Eternity will not exhaust the search for understanding of any reason for Almighty God to love us in particular; mystery great. Christ Himself is the mystery of Whom Paul speaks many times; especially that well-known passage in 1st Timothy 3:16:

And without controversy great is the mystery of godliness; He who was manifested in the flesh, Justified in the spirit, Seen of angels, Preached among the nations, Believed on in the world, Received up in glory.

As marvelous and wonderfully true of Him who is, Himself, the Truth, and a mystery beyond the grasp of everything but God-given faith; still greater, we believe, is the ‘mystery’ behind that Grand Mystery, that is, the Love of God that sent His Son to die. Indeed, Great is the Mystery of godliness; greater still the love John speaks of: For God so loved the world that he gave his only-begotten Son, that whosoever believeth on him should not perish, but have eternal life.

    Well do we remember an account given in a seminary class; an account regarding a highly respected conservative (Calvinistic) theologian and author. He was asked of one of the students at a lecture on systematic theology, if he could give them a concise confession of his faith in the gospel. He responded almost immediately with a recitation of a very well-known children’s hymn; ‘Jesus loves me, this I know, for the Bible tells me so.’ The gospel is a deep, is it not? And yet, it has shallows. Even as we are reminded of the children’s hymn above, so we are also reminded of a rather old expression, attributed by some to Gregory the Great, which speaks of depths and heights, stating the proposition that, ‘Scripture is like a river……broad and deep, shallow enough here for the lamb to go wading, but deep enough there for the elephant to swim.’ We need to ask God to teach us when it is necessary for us to have on our waders, and when to be making use of our snorkles. 

    That children’s hymn speaks of a lovely truth. Yet there may be concerns. Kenneth W. Osbeck (1924-2017), author of 101 Hymn Stories, speaks favorably of this little hymn for little people, when he made the following observations, saying:

    ‘Without doubt the hymn that has influenced children for Christ more than any other is this simple stated one, written in 1860 by Anna Bartlett Warner. Miss Warner wrote this text in collaboration with her sister Susan as a part of one of the best-selling novels of that day, a novel written by Susan entitled Say and Seal. Today few remember the plot of that novel, which stirred the hearts of many readers. But the simple poem spoken by one of the characters, Mr. Linden, as he comforts Johnny Fax, a dying child, still remains the favorite hymn of children around the world to this day.’
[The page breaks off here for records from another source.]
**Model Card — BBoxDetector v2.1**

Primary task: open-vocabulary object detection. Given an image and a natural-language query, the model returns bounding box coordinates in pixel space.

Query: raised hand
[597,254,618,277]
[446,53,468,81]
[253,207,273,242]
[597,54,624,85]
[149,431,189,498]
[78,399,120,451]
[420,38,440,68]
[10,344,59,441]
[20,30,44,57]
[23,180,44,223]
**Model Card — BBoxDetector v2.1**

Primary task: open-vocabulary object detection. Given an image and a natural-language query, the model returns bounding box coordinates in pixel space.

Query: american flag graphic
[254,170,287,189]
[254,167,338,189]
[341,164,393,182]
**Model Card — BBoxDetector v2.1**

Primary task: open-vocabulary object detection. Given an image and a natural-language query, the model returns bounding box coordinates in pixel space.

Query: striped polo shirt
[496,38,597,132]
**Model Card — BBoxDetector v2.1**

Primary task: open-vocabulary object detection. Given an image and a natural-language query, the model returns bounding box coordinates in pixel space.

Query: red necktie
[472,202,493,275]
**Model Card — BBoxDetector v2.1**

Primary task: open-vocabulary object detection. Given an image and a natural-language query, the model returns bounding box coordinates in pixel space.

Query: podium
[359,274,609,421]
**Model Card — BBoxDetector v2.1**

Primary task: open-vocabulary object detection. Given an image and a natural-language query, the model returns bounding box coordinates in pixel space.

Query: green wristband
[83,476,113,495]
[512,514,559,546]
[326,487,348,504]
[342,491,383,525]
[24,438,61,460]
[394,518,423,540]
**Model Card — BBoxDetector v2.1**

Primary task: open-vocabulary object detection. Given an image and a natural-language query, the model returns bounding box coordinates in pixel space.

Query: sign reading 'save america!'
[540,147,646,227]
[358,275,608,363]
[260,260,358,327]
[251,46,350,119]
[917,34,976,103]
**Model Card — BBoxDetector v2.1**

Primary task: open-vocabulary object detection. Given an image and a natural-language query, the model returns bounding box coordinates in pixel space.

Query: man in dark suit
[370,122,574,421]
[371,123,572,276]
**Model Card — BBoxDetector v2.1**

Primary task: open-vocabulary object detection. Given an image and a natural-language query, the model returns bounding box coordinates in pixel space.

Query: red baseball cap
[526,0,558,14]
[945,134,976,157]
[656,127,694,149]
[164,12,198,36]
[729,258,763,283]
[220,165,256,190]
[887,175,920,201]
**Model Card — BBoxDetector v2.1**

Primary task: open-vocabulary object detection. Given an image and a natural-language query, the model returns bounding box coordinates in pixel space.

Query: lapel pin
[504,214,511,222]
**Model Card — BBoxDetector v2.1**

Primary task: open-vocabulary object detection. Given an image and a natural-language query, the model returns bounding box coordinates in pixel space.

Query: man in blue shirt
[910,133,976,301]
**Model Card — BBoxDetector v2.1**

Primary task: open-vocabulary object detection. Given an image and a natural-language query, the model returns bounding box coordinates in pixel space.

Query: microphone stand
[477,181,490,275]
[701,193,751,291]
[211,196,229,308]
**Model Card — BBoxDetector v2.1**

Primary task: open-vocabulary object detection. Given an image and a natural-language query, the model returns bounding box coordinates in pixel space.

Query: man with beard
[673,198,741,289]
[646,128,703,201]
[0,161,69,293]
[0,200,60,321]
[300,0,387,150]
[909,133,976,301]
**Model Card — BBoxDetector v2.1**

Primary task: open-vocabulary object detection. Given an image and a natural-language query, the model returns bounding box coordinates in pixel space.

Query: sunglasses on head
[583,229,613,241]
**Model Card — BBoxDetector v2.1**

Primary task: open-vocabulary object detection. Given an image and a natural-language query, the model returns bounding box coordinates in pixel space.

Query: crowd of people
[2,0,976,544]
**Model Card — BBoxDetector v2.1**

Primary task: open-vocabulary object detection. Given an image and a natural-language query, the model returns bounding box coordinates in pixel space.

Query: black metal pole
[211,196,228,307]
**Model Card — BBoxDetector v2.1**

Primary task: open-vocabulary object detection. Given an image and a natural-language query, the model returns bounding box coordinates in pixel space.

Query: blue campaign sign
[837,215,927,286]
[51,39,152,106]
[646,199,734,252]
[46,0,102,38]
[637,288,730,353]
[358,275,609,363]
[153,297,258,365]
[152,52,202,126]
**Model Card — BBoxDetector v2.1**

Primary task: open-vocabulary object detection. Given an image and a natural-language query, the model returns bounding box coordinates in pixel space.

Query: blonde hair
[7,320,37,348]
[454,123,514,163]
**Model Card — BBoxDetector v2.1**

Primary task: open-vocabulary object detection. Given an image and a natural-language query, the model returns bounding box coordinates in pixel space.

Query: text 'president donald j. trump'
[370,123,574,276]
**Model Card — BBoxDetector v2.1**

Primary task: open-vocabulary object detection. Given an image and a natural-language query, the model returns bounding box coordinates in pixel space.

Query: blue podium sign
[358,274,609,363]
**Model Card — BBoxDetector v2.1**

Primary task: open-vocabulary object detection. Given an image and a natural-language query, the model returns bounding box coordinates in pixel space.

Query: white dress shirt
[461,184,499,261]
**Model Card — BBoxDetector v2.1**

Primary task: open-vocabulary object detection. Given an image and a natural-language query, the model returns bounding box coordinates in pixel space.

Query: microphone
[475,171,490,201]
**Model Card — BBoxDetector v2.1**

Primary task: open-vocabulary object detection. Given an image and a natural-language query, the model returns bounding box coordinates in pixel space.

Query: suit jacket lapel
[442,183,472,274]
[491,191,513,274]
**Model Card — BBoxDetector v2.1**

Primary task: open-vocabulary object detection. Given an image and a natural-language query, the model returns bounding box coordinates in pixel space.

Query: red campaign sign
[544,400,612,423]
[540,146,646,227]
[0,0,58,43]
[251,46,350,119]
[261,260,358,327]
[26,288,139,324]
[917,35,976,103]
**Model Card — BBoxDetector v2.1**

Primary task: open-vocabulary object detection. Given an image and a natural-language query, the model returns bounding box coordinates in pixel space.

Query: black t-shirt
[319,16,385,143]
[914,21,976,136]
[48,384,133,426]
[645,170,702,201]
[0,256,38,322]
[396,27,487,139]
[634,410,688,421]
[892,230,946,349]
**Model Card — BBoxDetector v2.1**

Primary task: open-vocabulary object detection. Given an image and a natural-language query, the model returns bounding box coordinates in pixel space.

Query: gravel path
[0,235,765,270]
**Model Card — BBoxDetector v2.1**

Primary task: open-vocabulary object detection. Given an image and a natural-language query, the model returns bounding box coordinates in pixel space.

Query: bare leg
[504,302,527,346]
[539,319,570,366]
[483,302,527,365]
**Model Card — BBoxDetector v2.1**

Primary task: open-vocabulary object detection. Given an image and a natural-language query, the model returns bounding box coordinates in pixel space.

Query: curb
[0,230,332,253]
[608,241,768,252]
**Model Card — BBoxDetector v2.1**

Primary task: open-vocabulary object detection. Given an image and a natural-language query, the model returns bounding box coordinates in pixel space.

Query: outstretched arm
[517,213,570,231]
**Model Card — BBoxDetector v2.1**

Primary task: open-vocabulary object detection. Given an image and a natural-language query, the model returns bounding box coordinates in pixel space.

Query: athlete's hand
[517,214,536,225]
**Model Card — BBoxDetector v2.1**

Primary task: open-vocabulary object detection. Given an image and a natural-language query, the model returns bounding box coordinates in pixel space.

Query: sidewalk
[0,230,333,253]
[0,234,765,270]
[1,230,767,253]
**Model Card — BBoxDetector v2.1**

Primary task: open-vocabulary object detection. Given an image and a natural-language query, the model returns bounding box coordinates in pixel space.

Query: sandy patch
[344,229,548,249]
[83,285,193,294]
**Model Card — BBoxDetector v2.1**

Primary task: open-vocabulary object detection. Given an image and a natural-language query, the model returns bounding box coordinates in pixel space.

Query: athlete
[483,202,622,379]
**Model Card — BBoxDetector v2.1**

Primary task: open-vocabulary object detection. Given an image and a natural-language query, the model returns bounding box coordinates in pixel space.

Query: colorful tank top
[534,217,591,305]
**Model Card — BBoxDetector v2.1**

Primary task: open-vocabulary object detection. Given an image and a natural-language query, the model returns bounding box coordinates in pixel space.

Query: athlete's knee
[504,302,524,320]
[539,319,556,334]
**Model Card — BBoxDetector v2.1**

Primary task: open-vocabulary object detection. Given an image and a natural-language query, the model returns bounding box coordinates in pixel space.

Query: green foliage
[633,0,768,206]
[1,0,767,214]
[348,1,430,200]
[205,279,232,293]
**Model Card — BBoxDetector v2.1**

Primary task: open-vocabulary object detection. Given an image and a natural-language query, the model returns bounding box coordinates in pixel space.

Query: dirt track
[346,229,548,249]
    ‘Jesus loves me,’ is a wonderful truth for believers. But on the lips of many preachers that have distorted the blessed truth into an altar call by telling hearers that ‘Jesus loves you, and has a wonderful plan for your life’ is a sad fallacy that has bid many to ‘go down an aisle’ that often leads to a ‘comfortable pew’ that is fit only for nominal Christians, i.e. ‘make-believers.’ There is no need for us to water down the truth as it is in Christ; to attempt to make it palatable for hearers; to entice them to make some sort of ‘decision for Christ.’ The ‘whole Truth, and nothing but the Truth,’ is the blessed means that our Father in heaven has given the church to proclaim Christ, the only Mediator between God and men, and to follow the example of Christ, and His disciples, such as Peter when he responded to the inquiry after his Pentecostal sermon, ‘what shall we do?’ His response to them was simple, and to the point, ‘Repent, and be baptized,’ or ‘Repent and believe.’ Upon following this advice men will be gathered into the body of Christ, and will come to learn to a greater degree the truth of Christ’s statement for this week, that ‘Thou lovedst them, even as Thou lovedst me.’